Unlocking AI’s Hidden Skills

Author: Denis Avetisyan

New research details a method for systematically discovering and modeling what artificial intelligence systems can actually do, even when their inner workings are opaque.

Programmatically Constructed Machine Learning (PCML) successfully discovered salient capabilities within diverse benchmark environments-including Overcooked, Saycan, Blocksworld, and Minigrid-demonstrating its ability to extract meaningful behaviors across a spectrum of task complexities.

This paper introduces Probabilistic Capability Model Learning (PCML) to efficiently map the capabilities of black-box AI in uncertain environments, outperforming random exploration techniques.

Despite the increasing deployment of black-box AI (BBAI) systems for sequential decision-making, ensuring their safe and reliable operation requires interpretable representations of their capabilities.

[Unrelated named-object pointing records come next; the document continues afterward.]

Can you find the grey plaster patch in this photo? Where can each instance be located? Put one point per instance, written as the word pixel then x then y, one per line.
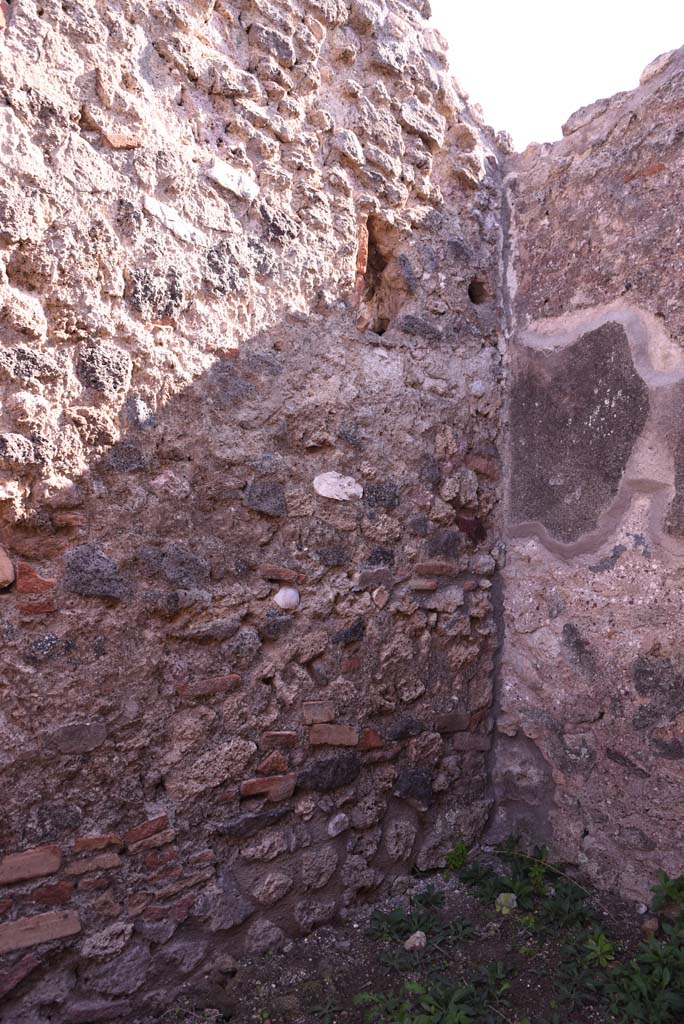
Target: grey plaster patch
pixel 575 416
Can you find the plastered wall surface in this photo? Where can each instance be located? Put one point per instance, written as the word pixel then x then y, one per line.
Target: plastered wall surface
pixel 341 484
pixel 590 747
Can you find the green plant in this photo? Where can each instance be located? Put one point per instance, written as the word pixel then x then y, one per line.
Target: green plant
pixel 422 1004
pixel 668 893
pixel 458 857
pixel 397 925
pixel 600 950
pixel 649 989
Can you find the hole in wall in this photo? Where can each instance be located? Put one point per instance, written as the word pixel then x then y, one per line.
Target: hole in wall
pixel 478 291
pixel 384 290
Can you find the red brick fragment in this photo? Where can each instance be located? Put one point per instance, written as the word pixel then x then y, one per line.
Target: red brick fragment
pixel 483 466
pixel 452 722
pixel 204 857
pixel 89 1012
pixel 17 972
pixel 471 741
pixel 378 757
pixel 168 873
pixel 28 581
pixel 285 739
pixel 40 928
pixel 123 139
pixel 93 885
pixel 157 858
pixel 208 687
pixel 46 606
pixel 53 895
pixel 423 585
pixel 136 904
pixel 150 827
pixel 281 573
pixel 153 842
pixel 645 172
pixel 187 883
pixel 102 862
pixel 86 844
pixel 30 864
pixel 333 735
pixel 371 740
pixel 435 568
pixel 179 911
pixel 316 712
pixel 274 764
pixel 70 520
pixel 273 787
pixel 478 717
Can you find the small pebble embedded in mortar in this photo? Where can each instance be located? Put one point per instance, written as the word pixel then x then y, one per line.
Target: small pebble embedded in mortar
pixel 288 598
pixel 6 569
pixel 342 488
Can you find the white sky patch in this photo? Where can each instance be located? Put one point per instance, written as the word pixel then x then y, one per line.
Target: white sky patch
pixel 531 64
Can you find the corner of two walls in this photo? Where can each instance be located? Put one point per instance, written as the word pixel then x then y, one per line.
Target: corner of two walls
pixel 590 747
pixel 251 388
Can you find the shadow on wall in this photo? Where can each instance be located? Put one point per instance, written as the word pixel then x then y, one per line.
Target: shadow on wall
pixel 234 701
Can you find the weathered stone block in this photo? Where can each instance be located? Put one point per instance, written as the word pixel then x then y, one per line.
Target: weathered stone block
pixel 41 928
pixel 30 864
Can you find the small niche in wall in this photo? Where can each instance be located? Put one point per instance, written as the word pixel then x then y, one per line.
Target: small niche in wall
pixel 478 291
pixel 384 291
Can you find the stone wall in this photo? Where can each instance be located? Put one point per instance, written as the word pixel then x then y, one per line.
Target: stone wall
pixel 249 475
pixel 590 741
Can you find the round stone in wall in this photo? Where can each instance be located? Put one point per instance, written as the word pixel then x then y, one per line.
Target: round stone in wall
pixel 342 488
pixel 287 597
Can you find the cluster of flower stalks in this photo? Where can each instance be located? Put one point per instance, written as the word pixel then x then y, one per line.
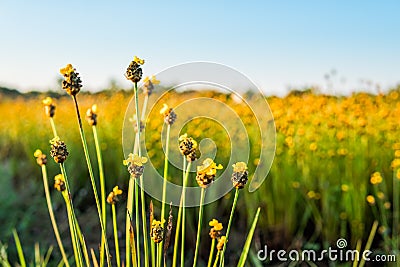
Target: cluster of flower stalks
pixel 147 242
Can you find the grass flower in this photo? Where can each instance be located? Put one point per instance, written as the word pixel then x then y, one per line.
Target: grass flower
pixel 91 115
pixel 148 85
pixel 205 176
pixel 134 71
pixel 169 114
pixel 72 82
pixel 188 146
pixel 221 243
pixel 216 227
pixel 135 164
pixel 376 178
pixel 240 175
pixel 371 199
pixel 49 107
pixel 157 231
pixel 41 158
pixel 59 150
pixel 112 198
pixel 133 120
pixel 206 172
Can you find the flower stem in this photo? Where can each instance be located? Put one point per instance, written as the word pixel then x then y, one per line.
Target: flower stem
pixel 216 259
pixel 85 148
pixel 52 217
pixel 68 199
pixel 142 197
pixel 196 253
pixel 102 189
pixel 396 207
pixel 53 127
pixel 164 192
pixel 211 253
pixel 78 257
pixel 178 223
pixel 114 215
pixel 184 185
pixel 229 226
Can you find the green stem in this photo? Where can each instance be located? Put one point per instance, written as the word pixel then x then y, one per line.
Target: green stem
pixel 184 185
pixel 78 257
pixel 216 259
pixel 53 127
pixel 88 162
pixel 196 253
pixel 142 198
pixel 52 217
pixel 102 189
pixel 68 200
pixel 221 262
pixel 178 227
pixel 396 206
pixel 153 254
pixel 129 208
pixel 164 192
pixel 114 214
pixel 19 249
pixel 211 253
pixel 178 223
pixel 137 221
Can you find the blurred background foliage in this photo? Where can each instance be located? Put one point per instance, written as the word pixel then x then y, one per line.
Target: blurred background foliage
pixel 316 192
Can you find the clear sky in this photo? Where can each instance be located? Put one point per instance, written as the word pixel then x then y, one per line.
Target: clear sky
pixel 278 44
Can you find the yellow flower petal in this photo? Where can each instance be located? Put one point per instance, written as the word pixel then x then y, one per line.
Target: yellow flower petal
pixel 239 167
pixel 47 101
pixel 164 109
pixel 37 153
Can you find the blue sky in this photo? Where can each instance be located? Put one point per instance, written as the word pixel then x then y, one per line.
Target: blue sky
pixel 278 44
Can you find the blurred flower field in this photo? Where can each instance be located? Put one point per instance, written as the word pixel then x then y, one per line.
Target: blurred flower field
pixel 335 172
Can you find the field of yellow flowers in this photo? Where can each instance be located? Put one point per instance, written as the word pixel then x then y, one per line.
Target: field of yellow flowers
pixel 335 172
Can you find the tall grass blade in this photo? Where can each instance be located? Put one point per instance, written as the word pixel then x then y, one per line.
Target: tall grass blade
pixel 249 238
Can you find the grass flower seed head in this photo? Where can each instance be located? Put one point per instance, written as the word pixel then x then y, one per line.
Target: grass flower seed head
pixel 206 172
pixel 91 115
pixel 371 199
pixel 157 231
pixel 72 82
pixel 49 107
pixel 216 227
pixel 169 114
pixel 240 175
pixel 41 158
pixel 59 150
pixel 135 164
pixel 376 178
pixel 59 183
pixel 221 243
pixel 134 71
pixel 188 146
pixel 112 198
pixel 133 120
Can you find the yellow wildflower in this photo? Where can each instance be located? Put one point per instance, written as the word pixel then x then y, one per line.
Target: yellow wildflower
pixel 216 225
pixel 138 60
pixel 370 199
pixel 135 159
pixel 209 167
pixel 239 167
pixel 221 243
pixel 67 70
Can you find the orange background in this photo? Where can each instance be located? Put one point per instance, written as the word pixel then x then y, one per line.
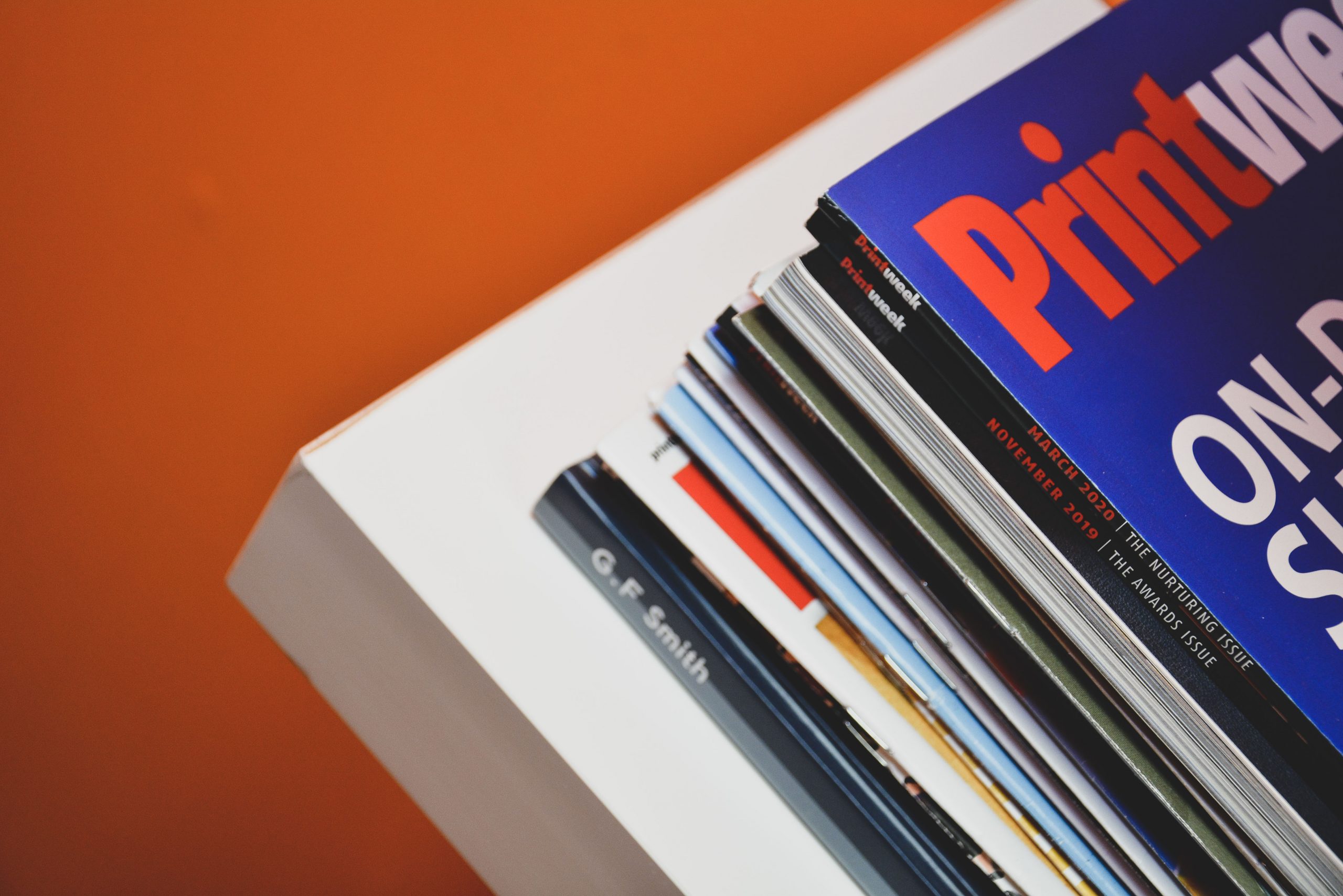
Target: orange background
pixel 226 229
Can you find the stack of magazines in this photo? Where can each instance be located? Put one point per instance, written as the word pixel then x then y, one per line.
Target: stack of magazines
pixel 999 530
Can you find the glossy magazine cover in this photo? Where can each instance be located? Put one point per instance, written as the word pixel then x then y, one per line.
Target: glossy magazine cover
pixel 1138 236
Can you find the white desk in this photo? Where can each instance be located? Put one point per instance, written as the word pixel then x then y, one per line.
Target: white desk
pixel 399 566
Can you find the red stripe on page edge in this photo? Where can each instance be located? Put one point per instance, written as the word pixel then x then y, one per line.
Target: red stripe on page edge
pixel 697 485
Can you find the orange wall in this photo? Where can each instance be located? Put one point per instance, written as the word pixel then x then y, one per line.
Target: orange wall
pixel 222 230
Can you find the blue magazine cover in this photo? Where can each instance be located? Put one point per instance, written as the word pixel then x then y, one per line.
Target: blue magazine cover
pixel 1139 236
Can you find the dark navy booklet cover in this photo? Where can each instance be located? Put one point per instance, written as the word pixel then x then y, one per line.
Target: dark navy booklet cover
pixel 1141 236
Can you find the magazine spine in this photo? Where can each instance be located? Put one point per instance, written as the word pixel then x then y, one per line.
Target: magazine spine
pixel 1091 532
pixel 727 676
pixel 1008 636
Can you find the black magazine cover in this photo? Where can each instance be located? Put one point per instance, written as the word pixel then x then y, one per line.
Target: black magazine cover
pixel 877 832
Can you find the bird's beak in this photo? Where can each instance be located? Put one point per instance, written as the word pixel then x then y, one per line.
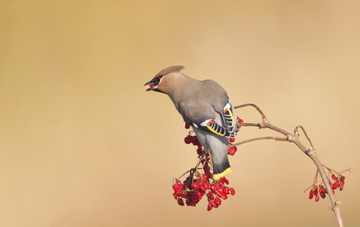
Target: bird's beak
pixel 152 85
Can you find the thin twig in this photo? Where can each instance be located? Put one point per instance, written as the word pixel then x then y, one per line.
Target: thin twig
pixel 259 138
pixel 335 205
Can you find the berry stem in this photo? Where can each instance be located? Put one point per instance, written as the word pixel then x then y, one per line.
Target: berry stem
pixel 308 151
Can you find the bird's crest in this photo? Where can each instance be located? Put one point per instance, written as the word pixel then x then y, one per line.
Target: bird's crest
pixel 169 70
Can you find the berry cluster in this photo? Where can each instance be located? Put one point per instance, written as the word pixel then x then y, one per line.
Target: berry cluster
pixel 200 181
pixel 337 181
pixel 197 185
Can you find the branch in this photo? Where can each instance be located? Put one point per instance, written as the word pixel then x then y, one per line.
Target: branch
pixel 294 138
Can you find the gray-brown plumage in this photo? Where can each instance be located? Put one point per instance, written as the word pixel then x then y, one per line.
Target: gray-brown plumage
pixel 206 107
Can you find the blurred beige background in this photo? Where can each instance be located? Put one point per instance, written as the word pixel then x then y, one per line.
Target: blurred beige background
pixel 83 144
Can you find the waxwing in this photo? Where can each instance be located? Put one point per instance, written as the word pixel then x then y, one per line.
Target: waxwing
pixel 206 107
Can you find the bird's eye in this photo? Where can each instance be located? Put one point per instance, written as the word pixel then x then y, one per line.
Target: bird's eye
pixel 158 80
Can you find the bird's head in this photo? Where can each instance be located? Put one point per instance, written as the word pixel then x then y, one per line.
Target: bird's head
pixel 163 81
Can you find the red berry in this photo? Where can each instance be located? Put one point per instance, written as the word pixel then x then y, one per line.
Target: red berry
pixel 182 194
pixel 199 195
pixel 187 140
pixel 200 151
pixel 217 201
pixel 342 179
pixel 195 185
pixel 317 198
pixel 175 195
pixel 311 194
pixel 176 187
pixel 232 191
pixel 341 187
pixel 323 195
pixel 210 196
pixel 223 196
pixel 231 151
pixel 180 202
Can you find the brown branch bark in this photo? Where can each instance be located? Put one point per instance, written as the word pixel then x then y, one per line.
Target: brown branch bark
pixel 294 138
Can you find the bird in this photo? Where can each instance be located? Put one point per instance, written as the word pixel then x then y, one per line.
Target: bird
pixel 205 106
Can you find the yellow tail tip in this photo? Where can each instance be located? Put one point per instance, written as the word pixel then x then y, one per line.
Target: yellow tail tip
pixel 220 175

This paper, ‘Discovering and Learning Probabilistic Models of Black-Box AI Capabilities’, introduces a novel approach to systematically learn and model these capabilities in stochastic environments using PDDL-style representations and Monte-Carlo tree search. The resulting probabilistic models not only describe what a BBAI can do, but also when and with what probability, offering both soundness and completeness guarantees. Will this method pave the way for more transparent and trustworthy AI systems capable of robust performance in complex, uncertain scenarios?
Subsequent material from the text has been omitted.